Despite the high expectations generated by the genomics-based drug target discovery strategies in the late 90s, pharmaceutical R&D productivity has declined in the last decade. There are many influences that have contributed to this decline even while R&D investment has continued to rise. Only one out of 5,000 compounds from the discovery stage makes it to the market. Only one out of five products in phase I is successful and there is a 50 percent failure even for compounds in phase III. The main reason for this low conversion of discovery to approved products is the neglect of the science of development. There is clearly a need to appreciate that drug development requires as much innovation as discovery, and improvement in pharmaceutical productivity can come only through strong integration of discovery and development. Pharmaceutical development requires good problem-solving skills for overcoming the numerous hurdles a potential drug candidate encounters in the preclinical development pathway. These skills are not taught in any academic programs and those who acquire these competencies on the job are often not sufficiently appreciated and rewarded.

This imbalance in the recognition and appreciation accorded to discovery compared to development needs to be addressed if the biopharma industry wants to increase productivity.
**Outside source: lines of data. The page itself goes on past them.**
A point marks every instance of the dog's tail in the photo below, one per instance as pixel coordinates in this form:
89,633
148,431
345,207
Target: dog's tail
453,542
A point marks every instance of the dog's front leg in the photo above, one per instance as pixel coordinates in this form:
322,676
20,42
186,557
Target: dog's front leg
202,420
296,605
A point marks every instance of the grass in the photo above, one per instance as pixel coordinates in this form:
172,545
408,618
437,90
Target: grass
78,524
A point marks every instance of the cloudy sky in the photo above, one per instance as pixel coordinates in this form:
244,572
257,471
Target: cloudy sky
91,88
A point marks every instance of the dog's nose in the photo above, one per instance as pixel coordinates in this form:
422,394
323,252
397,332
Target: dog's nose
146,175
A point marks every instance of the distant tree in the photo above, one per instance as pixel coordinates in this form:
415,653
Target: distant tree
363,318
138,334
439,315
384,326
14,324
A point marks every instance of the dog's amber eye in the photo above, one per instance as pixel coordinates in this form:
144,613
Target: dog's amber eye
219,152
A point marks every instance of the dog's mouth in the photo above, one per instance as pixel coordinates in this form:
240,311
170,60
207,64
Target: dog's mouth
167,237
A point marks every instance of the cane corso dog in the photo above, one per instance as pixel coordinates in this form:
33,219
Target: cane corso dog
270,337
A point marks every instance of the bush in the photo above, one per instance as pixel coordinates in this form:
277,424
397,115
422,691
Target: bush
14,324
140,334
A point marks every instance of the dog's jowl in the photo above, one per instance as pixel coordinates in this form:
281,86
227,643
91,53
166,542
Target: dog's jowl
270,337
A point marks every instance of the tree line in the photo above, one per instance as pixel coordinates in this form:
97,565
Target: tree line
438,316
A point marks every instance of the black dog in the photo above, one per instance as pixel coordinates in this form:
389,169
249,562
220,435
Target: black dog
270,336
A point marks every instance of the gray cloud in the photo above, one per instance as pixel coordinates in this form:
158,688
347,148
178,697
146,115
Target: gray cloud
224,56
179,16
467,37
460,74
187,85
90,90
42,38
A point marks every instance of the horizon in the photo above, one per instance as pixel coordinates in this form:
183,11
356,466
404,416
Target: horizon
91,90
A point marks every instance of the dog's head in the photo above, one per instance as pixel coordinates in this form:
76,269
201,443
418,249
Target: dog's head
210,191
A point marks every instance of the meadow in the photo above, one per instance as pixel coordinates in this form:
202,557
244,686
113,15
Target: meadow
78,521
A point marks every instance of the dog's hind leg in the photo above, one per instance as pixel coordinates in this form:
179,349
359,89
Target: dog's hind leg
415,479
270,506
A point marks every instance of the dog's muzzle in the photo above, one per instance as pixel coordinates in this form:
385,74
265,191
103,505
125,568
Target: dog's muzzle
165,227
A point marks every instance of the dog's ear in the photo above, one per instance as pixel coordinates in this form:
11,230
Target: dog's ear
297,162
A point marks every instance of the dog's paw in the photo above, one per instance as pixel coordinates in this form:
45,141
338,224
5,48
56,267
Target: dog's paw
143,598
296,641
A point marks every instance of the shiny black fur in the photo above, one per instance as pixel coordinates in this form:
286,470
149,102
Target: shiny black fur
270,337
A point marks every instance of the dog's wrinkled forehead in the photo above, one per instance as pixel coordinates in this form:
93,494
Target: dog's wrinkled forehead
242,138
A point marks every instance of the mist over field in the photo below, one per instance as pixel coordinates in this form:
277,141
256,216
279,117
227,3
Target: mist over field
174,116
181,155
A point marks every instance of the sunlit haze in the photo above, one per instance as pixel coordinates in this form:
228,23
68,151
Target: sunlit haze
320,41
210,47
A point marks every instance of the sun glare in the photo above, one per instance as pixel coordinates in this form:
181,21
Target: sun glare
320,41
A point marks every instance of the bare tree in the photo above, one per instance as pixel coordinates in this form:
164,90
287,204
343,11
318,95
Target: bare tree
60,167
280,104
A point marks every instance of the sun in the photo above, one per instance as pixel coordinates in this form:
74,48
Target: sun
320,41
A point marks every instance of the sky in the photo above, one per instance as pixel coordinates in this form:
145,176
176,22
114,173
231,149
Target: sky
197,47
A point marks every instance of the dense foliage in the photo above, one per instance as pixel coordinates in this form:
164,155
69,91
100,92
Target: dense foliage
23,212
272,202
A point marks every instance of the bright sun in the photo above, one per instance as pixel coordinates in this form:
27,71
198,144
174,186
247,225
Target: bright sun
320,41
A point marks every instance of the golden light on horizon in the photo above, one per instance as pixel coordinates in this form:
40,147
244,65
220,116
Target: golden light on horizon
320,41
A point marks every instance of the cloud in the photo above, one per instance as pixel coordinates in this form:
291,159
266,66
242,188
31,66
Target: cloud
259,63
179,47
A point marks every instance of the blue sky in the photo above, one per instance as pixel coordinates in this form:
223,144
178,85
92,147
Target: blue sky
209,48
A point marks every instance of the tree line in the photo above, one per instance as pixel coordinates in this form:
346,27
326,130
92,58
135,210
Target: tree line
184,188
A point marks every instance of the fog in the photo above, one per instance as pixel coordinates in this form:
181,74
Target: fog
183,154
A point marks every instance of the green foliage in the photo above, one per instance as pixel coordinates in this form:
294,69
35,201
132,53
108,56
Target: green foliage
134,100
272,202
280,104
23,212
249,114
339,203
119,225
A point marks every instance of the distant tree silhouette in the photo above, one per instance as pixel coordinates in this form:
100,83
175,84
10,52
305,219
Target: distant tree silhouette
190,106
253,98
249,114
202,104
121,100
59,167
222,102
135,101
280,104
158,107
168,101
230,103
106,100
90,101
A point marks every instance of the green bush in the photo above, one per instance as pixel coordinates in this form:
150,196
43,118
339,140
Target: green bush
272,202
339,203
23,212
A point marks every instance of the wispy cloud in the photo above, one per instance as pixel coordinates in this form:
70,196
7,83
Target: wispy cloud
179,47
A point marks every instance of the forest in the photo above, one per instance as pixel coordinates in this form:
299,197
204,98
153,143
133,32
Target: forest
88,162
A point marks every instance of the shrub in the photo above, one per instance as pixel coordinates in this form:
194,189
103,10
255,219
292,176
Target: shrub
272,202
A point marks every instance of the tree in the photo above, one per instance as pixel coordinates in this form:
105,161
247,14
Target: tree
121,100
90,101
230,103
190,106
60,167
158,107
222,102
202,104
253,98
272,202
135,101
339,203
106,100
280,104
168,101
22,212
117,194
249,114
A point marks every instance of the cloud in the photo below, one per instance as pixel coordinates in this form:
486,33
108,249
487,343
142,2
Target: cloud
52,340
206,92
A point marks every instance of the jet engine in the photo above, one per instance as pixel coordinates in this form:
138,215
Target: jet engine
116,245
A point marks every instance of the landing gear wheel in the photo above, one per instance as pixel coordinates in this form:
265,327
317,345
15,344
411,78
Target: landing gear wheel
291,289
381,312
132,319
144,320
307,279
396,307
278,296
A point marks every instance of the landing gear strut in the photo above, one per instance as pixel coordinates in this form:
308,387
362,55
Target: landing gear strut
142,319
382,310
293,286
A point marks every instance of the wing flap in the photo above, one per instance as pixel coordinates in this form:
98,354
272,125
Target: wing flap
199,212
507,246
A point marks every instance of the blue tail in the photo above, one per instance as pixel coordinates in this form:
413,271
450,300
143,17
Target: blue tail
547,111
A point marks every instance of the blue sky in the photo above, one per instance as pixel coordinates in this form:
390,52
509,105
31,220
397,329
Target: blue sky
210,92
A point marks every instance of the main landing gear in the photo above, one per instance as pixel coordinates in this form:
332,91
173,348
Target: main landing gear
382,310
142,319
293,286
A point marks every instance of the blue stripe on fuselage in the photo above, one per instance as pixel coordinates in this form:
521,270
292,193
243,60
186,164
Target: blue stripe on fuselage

In terms of innovation, novel products can also be discovered and developed by addressing the limitations and side effects of existing older drugs through the application of modern technologies that were not available when those drugs were originally developed. GangaGen has employed this strategy successfully to develop novel therapeutics for the control of antibiotic-resistant bacterial infection.

The global resurgence of antibiotic-resistant pathogens and the significant decline in the development of novel anti-infectives has led to renewed interest in bacteriophage-based therapies in view of the successful use of phages prior to the discovery of Penicillin. Phages were shown to be highly effective in controlling epidemics of Shigella dysentery in France by Felix d'Herelle and the Cholera Phage Enquiry in the Assam province in India from 1928–1935 demonstrated that mortality from cholera could be drastically reduced through judicious use of phage. Although phages had proved efficacious, their development was abandoned due to perceived and real limitations, namely, the immune response to phages, rapid release of toxins due to the lytic actions of phages (e.g., endotoxins), the potential for transfer of toxin genes from pathogens to avirulent organisms, difficulty in dose determination in clinical situations due to the exponential propagation of phages, and the lack of broad patent protection. These deficiencies have recently been rectified by the use of genetic engineering of phages to generate novel recombinant phages, incapacitated whole cell vaccines and phage components that are highly effective against antibiotic-resistant pathogens.

Starting from products containing natural phages that are useful for controlling Methicillin Resistant Staphylococcus Aureus (MRSA) which are therapeutic products with low intellectual property rights (IPR), GangaGen has developed proprietary Lysis-deficient phages, incapacitated whole cell vaccines produced by the use of Lysis-deficient phages, phage entities without DNA (phage tails) and recombinant phage proteins that retain the exquisite specificity of the phage without the attendant limitations referred to above.

A key feature that was essential for the successful development of these products was the close integration of R&D teams into a cohesive unit that focused on solving problems efficiently and rapidly.